Arti Kata "ajal" Menurut KBBI

Arti kata, ejaan, dan contoh penggunaan kata "ajal" menurut Kamus Besar Bahasa Indonesia (KBBI).

ajal

ajal n batas hidup yg telah ditentukan Tuhan, saat mati, janji akan mati: menemui -- nya; menghadap (menanti) -- nya; sampai -- nya;
sebelum -- berpantang mati, pb
tidak akan mati sebelum sampai waktunya;
-- samar kematian tidak wajar krn terbunuh, kecelakaan, dsb

Bantuan Penjelasan Simbol
a Adjektiva, Merupakan Bentuk Kata Sifat
v Verba, Merupakan Bentuk Kata Kerja
n Merupakan Bentuk Kata benda
ki Merupakan Bentuk Kata kiasan
pron kata yang meliputi kata ganti, kata tunjuk, atau kata tanya
cak Bentuk kata percakapan (tidak baku)
ark Arkais, Bentuk kata yang tidak lazim digunakan
adv Adverbia, kata yang menjelaskan verba, adjektiva, adverbia lain
-- Pengganti kata "ajal"

📝 Contoh Penggunaan kata "ajal" dalam Kalimat

1.Dia meninggal dunia pada ajalnya yang sudah ditentukan oleh Tuhan.
2.Setiap manusia akan menghadapi ajalnya suatu saat nanti.
3.Ketika ajal menjemput, tidak ada yang bisa menghindarinya.
4.Keluarga sangat sedih ketika ayahnya telah sampai pada ajalnya.
5.ajal adalah takdir yang harus diterima dengan ikhlas oleh setiap makhluk hidup.

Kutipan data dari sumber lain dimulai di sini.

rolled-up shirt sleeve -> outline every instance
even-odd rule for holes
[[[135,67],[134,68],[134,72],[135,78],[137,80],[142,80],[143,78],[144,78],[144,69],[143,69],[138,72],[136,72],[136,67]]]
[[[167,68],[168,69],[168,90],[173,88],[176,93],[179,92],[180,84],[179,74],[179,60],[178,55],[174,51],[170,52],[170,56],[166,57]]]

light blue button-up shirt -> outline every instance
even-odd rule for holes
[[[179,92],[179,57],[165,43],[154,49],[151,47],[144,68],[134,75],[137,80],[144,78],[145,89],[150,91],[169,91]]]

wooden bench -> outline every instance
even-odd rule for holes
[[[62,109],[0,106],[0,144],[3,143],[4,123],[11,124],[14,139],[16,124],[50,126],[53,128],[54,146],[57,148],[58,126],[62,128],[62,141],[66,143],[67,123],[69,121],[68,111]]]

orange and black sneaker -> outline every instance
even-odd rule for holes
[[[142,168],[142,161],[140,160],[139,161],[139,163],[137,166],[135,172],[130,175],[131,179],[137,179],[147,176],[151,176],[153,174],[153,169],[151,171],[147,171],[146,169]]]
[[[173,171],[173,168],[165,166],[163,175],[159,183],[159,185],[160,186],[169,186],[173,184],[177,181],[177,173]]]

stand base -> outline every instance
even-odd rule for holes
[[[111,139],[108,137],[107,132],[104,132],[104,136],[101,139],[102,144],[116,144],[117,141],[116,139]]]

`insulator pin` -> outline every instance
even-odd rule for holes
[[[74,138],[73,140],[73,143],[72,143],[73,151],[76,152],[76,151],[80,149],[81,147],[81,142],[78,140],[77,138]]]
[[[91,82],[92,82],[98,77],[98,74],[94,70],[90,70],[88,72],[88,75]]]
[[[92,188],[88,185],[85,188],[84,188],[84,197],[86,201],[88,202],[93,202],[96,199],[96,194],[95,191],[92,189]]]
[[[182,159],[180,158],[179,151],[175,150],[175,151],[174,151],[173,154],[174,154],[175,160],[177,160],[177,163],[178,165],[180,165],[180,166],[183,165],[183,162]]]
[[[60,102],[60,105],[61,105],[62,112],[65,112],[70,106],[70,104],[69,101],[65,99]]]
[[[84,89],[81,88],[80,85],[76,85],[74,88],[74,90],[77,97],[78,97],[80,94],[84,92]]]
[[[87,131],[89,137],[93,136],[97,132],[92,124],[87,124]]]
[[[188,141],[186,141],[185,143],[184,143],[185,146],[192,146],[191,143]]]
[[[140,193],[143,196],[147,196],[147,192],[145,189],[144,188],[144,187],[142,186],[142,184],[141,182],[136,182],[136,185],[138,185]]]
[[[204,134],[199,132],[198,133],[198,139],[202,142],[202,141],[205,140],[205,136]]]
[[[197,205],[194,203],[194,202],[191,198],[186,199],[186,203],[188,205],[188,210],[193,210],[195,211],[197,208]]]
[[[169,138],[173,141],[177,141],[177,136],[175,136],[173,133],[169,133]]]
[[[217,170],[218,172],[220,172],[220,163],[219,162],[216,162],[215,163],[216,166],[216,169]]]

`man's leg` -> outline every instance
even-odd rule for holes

📚 Artikel terkait kata "ajal"

Arti Kata ajal Menurut KBBI - Kamus Besar Bahasa Indonesia

Apa itu Ajal?

Ajal merupakan terminologi dalam bahasa Indonesia yang merujuk pada saat atau waktu kematian seseorang. Ajal dianggap sebagai takdir yang sudah ditentukan oleh Tuhan Yang Maha Esa untuk setiap makhluk hidup. Ketika seseorang telah mencapai ajalnya, maka tidak ada yang bisa mengubah atau menghindari kejadian tersebut.

Setiap manusia di dunia ini akan mengalami ajalnya masing-masing. Ajal bisa datang kapan saja dan di mana saja, tanpa ada yang tahu kapan waktu tersebut akan tiba. Oleh karena itu, penting bagi setiap individu untuk selalu siap menghadapi ajal dengan hati yang ikhlas dan penuh keimanan.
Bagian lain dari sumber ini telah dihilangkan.